Where is John Mara on what the Giants have become? A gracious gentleman, he must be sickened from what he sees. Why not read the riot act? Start with Daboll. 

Where are the media among know-better Giants of the recent past? Carl Banks, Phil Simms and Howard Cross must be embarrassed by their former team’s worsening absence of character and class. How could they not be? But don’t just do something, stand there! 

Or maybe Nabers represents another Robinson Cano canard. Cano didn’t run to first to avoid grounding into double plays, “but he was good in the clubhouse” — even if it’s the other team’s clubhouse. 

Scream machines make it hard to enjoy the game 

Show me a play-by-play man who screams for a living, and I’ll show you a guy who doesn’t know what he’s screaming about. 

Sunday, Bills QB Josh Allen threw a perfect pass near the Dolphins’ goal line that was dropped by receiver Keon Coleman. The ball was caught by a defender before it hit the ground. This was another of those “interceptions” that create wildly misleading QB passer rating stats, which nonetheless are posted and recited as controlled environment laboratory results. 

This one, as are so many, was not on the QB. 

But CBS’ scream-at-everything Kevin Harlan next hollered, “That was the second interception thrown in two weeks by Josh Allen!” He’d holler similar later in the game. 

The day before, Fox’s Gus Johnson prefaced the Ohio State-Penn State telecast with a lengthy, conspicuously overdone series of grunts, growls and hysterics that challenged viewers to last until kickoff. 

Then Johnson, demonstrating zero sense of game circumstances, continued to act as if he’d run out of engine sealant. 

But screaming over everything has become the mark of network excellence, the fast track to success. 

More bad than good out of Sanchez 

Sanchez is another game analyst stuck with how he arrived. After all, if any TV network had a wise man — a coach — who could pull the best, or even a bit better, from its hires, we’d all know by now. 

Sunday, throughout Commanders-Giants, Sanchez shared good, applicable observations on Fox. Early on he alerted us to how Daniel Jones fakes handoffs by “pulling it back” before running around the ends. Jones later scored on such a play. 

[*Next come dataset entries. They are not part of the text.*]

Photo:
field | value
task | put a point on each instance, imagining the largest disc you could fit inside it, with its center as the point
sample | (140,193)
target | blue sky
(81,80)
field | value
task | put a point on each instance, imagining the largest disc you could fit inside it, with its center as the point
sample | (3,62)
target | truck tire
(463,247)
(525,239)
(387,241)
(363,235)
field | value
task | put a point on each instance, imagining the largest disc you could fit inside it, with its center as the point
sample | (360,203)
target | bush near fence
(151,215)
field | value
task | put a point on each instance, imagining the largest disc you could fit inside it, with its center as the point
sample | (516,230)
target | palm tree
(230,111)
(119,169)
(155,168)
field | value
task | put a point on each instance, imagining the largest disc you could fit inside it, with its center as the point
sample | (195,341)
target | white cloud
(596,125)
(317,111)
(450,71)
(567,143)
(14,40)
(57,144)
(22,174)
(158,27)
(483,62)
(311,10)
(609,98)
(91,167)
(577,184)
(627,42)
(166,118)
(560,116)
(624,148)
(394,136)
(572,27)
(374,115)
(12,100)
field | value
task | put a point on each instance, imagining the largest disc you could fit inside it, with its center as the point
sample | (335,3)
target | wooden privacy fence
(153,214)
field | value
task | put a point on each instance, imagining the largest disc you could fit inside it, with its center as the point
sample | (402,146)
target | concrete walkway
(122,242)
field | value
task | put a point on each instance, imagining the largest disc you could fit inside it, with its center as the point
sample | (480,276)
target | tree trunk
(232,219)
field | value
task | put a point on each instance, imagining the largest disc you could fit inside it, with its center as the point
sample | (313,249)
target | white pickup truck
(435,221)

Mark Sanchez’s insights were undone by his worthless cliches. Getty Images

But Sanchez was so wedded to worthless clichés and superfluous speech that the good stuff quickly evaporated. 

Sunday, he chose, “The Giants are running the rock well,” over “running well.” “Cut” became, ugh, “stuck a foot in the ground.” “Time to throw” became “time to throw the football.” And late in the game we heard the uselessly vague, “Someone has to step up and make a catch.” 

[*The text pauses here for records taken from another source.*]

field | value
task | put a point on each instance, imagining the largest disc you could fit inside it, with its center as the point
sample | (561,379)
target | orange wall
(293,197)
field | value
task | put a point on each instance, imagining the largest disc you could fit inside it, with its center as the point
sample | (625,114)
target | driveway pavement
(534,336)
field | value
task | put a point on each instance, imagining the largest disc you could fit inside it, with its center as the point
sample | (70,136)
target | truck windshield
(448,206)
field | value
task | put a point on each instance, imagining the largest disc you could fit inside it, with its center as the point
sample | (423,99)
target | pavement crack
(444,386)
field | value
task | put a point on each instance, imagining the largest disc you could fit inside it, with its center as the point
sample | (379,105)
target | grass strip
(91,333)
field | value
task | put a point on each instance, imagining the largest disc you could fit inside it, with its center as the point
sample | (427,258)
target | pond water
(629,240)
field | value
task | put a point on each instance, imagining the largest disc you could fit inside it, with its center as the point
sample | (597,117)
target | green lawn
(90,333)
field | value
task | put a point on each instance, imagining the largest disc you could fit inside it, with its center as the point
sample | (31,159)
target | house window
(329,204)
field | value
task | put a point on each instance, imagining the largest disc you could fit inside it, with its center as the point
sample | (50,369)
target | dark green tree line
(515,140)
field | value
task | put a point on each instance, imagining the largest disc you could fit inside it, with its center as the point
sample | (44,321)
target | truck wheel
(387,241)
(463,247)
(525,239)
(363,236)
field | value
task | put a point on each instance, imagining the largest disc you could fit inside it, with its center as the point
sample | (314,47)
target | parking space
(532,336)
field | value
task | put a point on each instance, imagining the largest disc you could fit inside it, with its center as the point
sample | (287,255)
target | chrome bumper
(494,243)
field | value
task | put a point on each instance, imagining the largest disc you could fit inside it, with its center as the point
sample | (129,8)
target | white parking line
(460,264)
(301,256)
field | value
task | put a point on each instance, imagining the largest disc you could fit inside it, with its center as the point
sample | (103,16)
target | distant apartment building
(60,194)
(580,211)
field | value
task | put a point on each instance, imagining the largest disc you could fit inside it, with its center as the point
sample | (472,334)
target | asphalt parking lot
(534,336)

If only he could tighten it up. Lose the genuine pigskin gibberish and speak as he more normally would when detached from a microphone. 

But that has become the national approach. Strive for mediocre and pedestrian. I know we know why, we just don’t know why. 


Do Division I colleges even bother to appoint academic advisors to teams? Issue library cards to recruits? 


Say, football fans, whatever happened to the “bubble screen”? Five years ago, it was all the rage among TV and radio analysts. Now? Vanished as if it never existed. 


Stood to reason that the University of North Florida women’s team beat Trinity Baptist, 146-53, on Wednesday (it was 85-18 at the half). With its game against Clinton College coming up, it was a look-ahead game for Trinity.